Así pasó con los más de 700 fanáticos que vieron el martes a la banda argentina de Heavy Metal, Rata Blanca. El auditorio de la UIS, Luis A Calvo, fue el escenario que uno a uno los vio llegar. Muchos con esa sonrisa, las manos heladas, el vacío en el estómago y los ojos iluminados de dicha. Los ‘parches’ de amigos se reunían muy temprano porque eran infaltables ‘las polas’ antes de ingresar.

Así se vivió en Bucaramanga el concierto de Rata Blanca

En la taquilla del auditorio, desde el mediodía, la gente llegaba a reclamar sus boletas.

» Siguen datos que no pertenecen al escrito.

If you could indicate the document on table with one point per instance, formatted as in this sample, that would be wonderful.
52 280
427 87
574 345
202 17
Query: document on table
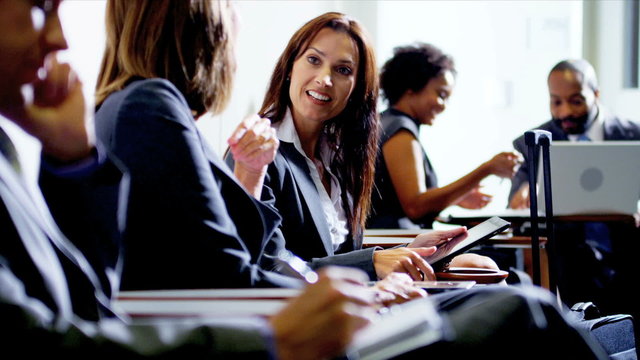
404 328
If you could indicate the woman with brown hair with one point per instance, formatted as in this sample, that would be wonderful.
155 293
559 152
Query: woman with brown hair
322 103
167 63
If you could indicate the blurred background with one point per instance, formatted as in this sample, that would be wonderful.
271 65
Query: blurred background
503 52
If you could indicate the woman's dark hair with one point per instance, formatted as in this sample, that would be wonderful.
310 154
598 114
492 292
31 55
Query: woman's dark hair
185 42
354 132
411 68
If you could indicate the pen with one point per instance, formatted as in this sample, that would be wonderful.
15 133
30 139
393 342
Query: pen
289 264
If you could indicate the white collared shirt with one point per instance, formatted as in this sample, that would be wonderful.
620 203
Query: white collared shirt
595 132
331 203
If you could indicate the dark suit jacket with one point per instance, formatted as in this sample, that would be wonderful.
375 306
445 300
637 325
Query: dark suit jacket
288 186
615 129
386 210
47 289
189 223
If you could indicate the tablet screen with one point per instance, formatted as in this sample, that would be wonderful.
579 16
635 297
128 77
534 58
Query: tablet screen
464 242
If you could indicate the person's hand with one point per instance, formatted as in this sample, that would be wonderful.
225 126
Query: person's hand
474 199
436 237
505 164
404 260
59 116
397 288
321 322
521 199
254 144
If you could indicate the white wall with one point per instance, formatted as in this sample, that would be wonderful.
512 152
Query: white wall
608 60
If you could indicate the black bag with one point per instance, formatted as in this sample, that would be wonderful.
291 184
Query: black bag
615 333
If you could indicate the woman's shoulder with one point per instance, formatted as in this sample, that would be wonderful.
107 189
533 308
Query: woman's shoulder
155 90
150 98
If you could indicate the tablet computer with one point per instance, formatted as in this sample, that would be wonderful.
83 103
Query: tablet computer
461 243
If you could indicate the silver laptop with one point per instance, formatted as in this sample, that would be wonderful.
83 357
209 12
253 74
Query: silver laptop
593 178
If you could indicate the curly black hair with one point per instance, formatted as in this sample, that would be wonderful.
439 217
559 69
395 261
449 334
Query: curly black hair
411 68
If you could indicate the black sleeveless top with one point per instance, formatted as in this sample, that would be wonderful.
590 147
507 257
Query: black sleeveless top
386 212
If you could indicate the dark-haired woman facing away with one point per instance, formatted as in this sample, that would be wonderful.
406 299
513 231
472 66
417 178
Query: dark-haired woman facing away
417 81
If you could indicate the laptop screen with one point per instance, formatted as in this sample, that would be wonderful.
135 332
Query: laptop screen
593 178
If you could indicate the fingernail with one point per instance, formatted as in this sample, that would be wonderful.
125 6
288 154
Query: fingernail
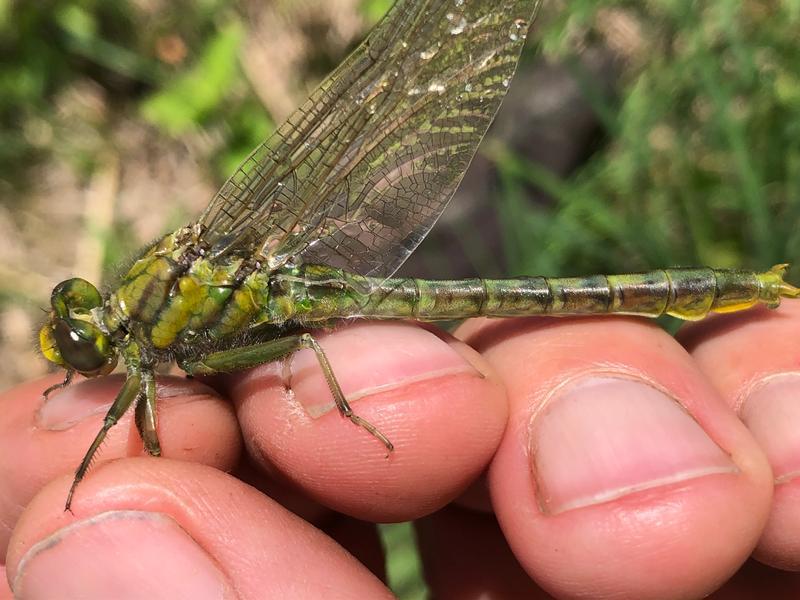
404 355
772 413
69 406
604 437
120 554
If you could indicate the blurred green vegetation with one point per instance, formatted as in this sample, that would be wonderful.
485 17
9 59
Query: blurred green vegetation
699 162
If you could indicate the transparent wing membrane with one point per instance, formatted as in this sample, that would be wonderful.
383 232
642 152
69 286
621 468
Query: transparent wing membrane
358 175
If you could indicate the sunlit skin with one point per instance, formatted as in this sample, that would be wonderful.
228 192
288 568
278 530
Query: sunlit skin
450 424
303 239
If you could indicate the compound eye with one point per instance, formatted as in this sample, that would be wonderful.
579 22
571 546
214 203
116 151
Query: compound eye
76 295
80 345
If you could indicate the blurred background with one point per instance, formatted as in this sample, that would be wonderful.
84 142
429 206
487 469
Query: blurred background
636 134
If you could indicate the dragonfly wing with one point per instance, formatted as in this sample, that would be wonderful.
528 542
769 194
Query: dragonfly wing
361 172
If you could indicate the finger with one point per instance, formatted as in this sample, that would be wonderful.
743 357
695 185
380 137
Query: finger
466 556
621 473
753 359
167 529
42 440
426 392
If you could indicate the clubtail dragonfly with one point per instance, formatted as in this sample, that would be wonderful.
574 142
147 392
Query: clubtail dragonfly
311 227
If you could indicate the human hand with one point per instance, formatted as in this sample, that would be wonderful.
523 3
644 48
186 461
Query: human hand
617 467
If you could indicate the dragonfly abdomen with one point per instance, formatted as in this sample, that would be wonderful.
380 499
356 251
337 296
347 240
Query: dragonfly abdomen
685 293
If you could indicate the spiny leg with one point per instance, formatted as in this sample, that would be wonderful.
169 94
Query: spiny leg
227 361
57 386
308 341
146 418
130 390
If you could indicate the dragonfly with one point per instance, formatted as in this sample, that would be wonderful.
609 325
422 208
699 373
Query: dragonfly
310 229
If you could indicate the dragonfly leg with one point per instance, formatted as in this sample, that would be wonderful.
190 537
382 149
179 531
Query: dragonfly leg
308 341
146 414
58 386
250 356
129 392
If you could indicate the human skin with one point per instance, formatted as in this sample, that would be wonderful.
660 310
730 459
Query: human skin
597 457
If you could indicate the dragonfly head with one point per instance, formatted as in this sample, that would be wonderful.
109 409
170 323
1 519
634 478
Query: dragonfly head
72 337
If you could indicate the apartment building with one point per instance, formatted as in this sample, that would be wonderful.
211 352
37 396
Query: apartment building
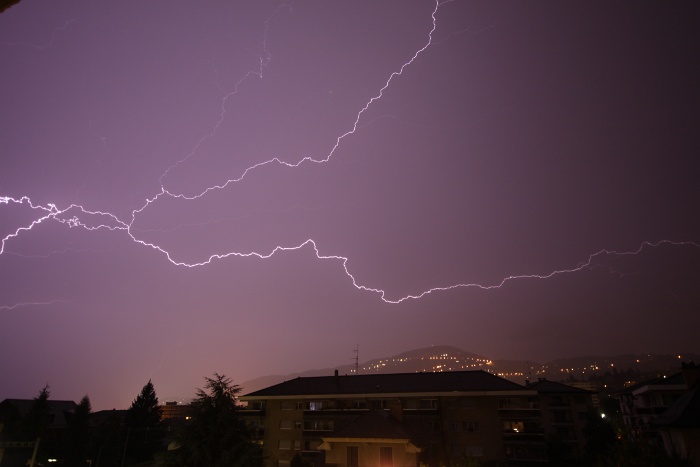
397 420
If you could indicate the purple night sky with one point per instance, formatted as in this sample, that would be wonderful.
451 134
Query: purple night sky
154 154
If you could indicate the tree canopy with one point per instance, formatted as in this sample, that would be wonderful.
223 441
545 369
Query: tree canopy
217 436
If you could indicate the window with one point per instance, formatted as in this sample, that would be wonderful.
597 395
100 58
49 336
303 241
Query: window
470 425
318 425
428 404
285 444
467 403
380 404
385 457
353 460
287 405
285 424
511 426
257 405
474 451
315 405
509 403
312 445
359 404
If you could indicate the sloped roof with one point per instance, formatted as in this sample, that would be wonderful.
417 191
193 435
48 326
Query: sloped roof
60 410
684 413
453 381
546 386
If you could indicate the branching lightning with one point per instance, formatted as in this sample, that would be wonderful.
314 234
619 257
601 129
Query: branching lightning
77 216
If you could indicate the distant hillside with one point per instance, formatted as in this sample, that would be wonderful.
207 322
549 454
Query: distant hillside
622 369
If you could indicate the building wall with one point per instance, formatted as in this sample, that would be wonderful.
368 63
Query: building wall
369 454
487 427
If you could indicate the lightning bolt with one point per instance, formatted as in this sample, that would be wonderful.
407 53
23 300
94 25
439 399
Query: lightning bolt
25 304
77 216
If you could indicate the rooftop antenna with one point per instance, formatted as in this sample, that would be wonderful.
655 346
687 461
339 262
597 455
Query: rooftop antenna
529 372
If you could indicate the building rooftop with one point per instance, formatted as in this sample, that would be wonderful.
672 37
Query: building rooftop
684 413
546 386
454 381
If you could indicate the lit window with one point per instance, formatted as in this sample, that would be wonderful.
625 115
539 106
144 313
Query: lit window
386 458
285 444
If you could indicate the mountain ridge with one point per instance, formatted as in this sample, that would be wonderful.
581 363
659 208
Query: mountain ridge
450 358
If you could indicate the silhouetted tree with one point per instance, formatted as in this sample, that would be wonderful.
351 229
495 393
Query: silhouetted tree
143 425
109 437
39 417
217 436
78 434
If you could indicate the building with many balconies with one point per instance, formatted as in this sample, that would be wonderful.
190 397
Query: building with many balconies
407 419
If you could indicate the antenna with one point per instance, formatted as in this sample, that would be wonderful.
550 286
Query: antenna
357 358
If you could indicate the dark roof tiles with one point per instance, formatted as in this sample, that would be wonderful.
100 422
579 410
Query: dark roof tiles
390 383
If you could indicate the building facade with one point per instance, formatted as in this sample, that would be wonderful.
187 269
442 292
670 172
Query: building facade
397 420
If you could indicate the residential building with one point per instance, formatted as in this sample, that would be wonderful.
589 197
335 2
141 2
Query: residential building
565 410
406 419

Respecto a este tema hubo muchos inconvenientes ya que para adquirirla se debía esperar un correo electrónico que daba el aval para tener la entrada física y todo el trámite causó trifulca. Muchos al final entraron con un papel y no con la boletería que se prometía. En redes sociales no faltaron las denuncias y el show empezó unas horas después de lo programado.

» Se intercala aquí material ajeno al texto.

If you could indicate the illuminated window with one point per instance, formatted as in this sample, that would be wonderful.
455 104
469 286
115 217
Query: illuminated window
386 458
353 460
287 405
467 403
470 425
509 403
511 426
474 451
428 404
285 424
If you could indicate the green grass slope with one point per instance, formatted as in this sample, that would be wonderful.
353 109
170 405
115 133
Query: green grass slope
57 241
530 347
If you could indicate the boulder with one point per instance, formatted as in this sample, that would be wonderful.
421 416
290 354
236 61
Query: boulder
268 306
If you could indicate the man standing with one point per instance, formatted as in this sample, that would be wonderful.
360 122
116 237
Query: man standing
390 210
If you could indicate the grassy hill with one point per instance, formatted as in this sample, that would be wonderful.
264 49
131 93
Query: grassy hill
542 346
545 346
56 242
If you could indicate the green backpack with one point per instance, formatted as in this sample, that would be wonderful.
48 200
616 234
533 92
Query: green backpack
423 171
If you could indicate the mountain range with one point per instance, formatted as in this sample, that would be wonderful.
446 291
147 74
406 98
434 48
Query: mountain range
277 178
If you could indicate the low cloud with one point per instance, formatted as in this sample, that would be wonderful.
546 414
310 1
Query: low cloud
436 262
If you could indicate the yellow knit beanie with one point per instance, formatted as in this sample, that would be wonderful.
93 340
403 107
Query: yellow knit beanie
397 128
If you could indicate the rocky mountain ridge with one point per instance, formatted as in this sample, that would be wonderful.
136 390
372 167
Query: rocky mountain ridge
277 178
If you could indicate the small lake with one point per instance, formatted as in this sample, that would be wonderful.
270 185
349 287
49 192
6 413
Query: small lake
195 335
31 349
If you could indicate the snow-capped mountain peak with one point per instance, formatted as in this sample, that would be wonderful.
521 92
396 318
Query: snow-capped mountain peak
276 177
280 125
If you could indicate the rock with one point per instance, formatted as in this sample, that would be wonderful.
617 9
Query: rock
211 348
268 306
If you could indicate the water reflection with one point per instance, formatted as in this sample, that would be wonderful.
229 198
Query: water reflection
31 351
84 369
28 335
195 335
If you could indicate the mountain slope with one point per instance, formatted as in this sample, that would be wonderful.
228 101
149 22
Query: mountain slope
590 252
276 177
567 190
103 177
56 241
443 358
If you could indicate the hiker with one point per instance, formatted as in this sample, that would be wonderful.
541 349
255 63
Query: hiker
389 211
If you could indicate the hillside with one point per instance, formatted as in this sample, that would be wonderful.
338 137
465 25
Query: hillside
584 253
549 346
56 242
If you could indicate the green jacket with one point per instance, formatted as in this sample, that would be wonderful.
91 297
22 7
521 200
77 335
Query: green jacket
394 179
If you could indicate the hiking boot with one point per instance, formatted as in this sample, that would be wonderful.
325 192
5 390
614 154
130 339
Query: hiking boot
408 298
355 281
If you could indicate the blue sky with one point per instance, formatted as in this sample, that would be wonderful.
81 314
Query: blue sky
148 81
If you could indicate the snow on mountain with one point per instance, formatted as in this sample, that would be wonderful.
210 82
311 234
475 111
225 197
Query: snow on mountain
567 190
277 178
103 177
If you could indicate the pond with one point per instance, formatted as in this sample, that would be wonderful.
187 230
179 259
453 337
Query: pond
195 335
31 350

Sin embargo, de ‘los dolorosos’ llegaron ‘los gloriosos’. A las 9:00 de la noche las luces multicolor parpadeantes del escenario se encendieron y los primeros ‘riffs’ provocaron la euforia del público.

Adrián Barilari, el vocalista, salió corriendo con tal fuerza y energía que provocó piel erizada, lágrimas y nudos en la garganta a más de uno. Ya tiene casi 60 años de edad pero su estado físico es mejor que el de muchos jóvenes que allí coreaban, gritaban y saltaban.

Cada tema que tocaban era mejor que el anterior. El sonido fue impecable. La voz de Adrián Barilari se conserva como cuando inauguró la banda. Sus agudos son impresionantes y durante las casi dos horas de presentación, el mundo despareció. Solo era la banda y sus fanáticos.

Así se vivió en Bucaramanga el concierto de Rata Blanca

Los inconvenientes al entrar quedaron en el olvido y el sentimiento se hizo uno en el auditorio.

Abrieron con temas de su nuevo álbum Tormenta Eléctrica y fueron infaltables los clásicos como ‘Aún estás en mis sueños’, ‘Guerrero del Arco Iris’, ‘Mujer Amante’ y ‘La leyenda del hada y el mago’.

Al final la satisfacción brotaba por los poros. Los oídos retumbaban aún y muchos salieron con la garganta desgastada de tanto gritar.

El heavy metal no es muy popular, pero se siente como si fuera la banda sonora de la vida.

Un show increíble, público cansado pero feliz y el amor por el género mucho más fuerte que nunca.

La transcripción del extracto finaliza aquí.